The wizadry begins at their family’s vineyard in La Consulta: located at 3,543 feet on an alluvial plain in the Uco Valley, its alluvial soils are rocky and sandy with a high calcium content. They are irrigated in the traditional Mendozan way by meltwater from the Andes. The grapes are perfumed and powerful with exceptional acidity. The blend of Cabernet Sauvignon, Cabernet Franc, Malbec, and Petit Verdot (a whopping 55 percent) is aged for 10 months in barrel. Though 50 percent new oak, it’s not overbearing—just completely luxurious.

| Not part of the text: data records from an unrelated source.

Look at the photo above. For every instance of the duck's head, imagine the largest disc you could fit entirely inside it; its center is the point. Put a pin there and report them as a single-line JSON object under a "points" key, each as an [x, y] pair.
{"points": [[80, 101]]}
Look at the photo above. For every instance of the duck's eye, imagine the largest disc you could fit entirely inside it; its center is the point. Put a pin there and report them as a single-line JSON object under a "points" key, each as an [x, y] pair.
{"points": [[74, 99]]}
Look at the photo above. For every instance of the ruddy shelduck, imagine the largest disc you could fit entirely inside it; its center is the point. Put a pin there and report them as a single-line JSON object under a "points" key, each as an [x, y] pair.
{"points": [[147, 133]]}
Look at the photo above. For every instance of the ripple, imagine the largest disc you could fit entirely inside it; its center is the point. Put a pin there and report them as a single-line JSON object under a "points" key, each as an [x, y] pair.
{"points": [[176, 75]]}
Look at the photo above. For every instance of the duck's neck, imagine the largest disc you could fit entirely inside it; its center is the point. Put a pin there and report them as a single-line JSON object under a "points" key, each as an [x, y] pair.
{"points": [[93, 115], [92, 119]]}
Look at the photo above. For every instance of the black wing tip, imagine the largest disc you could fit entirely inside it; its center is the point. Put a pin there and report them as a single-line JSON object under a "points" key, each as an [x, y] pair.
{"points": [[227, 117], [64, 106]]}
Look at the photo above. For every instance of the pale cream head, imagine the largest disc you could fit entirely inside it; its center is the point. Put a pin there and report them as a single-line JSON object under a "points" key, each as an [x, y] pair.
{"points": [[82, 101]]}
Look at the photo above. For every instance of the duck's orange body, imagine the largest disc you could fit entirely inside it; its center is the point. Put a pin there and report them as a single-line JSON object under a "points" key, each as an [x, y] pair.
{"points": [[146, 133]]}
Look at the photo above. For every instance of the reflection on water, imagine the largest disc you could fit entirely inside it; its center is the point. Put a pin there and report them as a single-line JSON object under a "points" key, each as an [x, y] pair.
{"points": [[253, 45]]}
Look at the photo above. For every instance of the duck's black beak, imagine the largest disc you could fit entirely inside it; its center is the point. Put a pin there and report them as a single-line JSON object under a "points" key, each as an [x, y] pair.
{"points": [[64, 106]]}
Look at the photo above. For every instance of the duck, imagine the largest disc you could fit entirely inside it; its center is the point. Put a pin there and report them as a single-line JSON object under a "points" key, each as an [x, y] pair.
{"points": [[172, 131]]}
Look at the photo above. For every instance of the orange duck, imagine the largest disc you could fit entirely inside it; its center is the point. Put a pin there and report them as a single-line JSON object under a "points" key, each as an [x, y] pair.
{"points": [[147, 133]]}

In fact, the experience of the wine is one of sophisticated luxury. It’s opulent, but not overwrought. The nose offers up funk, wet soil, black cherry, mineral, and dried herbs. The palate is warm and broad, with cherry, brown sugar, and a little vanilla. This wine is a showcase for the majesty of Argentina’s high-altitude winemaking: well-developed flavors with a backbone to support it. Maybe not magic, but some serious winemaking know-how.


Tough, Black, and Thick-skinned...

…Tannat is the grape world’s heart of darkness. Formidable indeed, it’s named for its intense tannins, and can be a mouth-gripper if in the wrong hands. But with the right producer, the right terroir, and, often, the right blend, it can offer power and lip-smacking nuance.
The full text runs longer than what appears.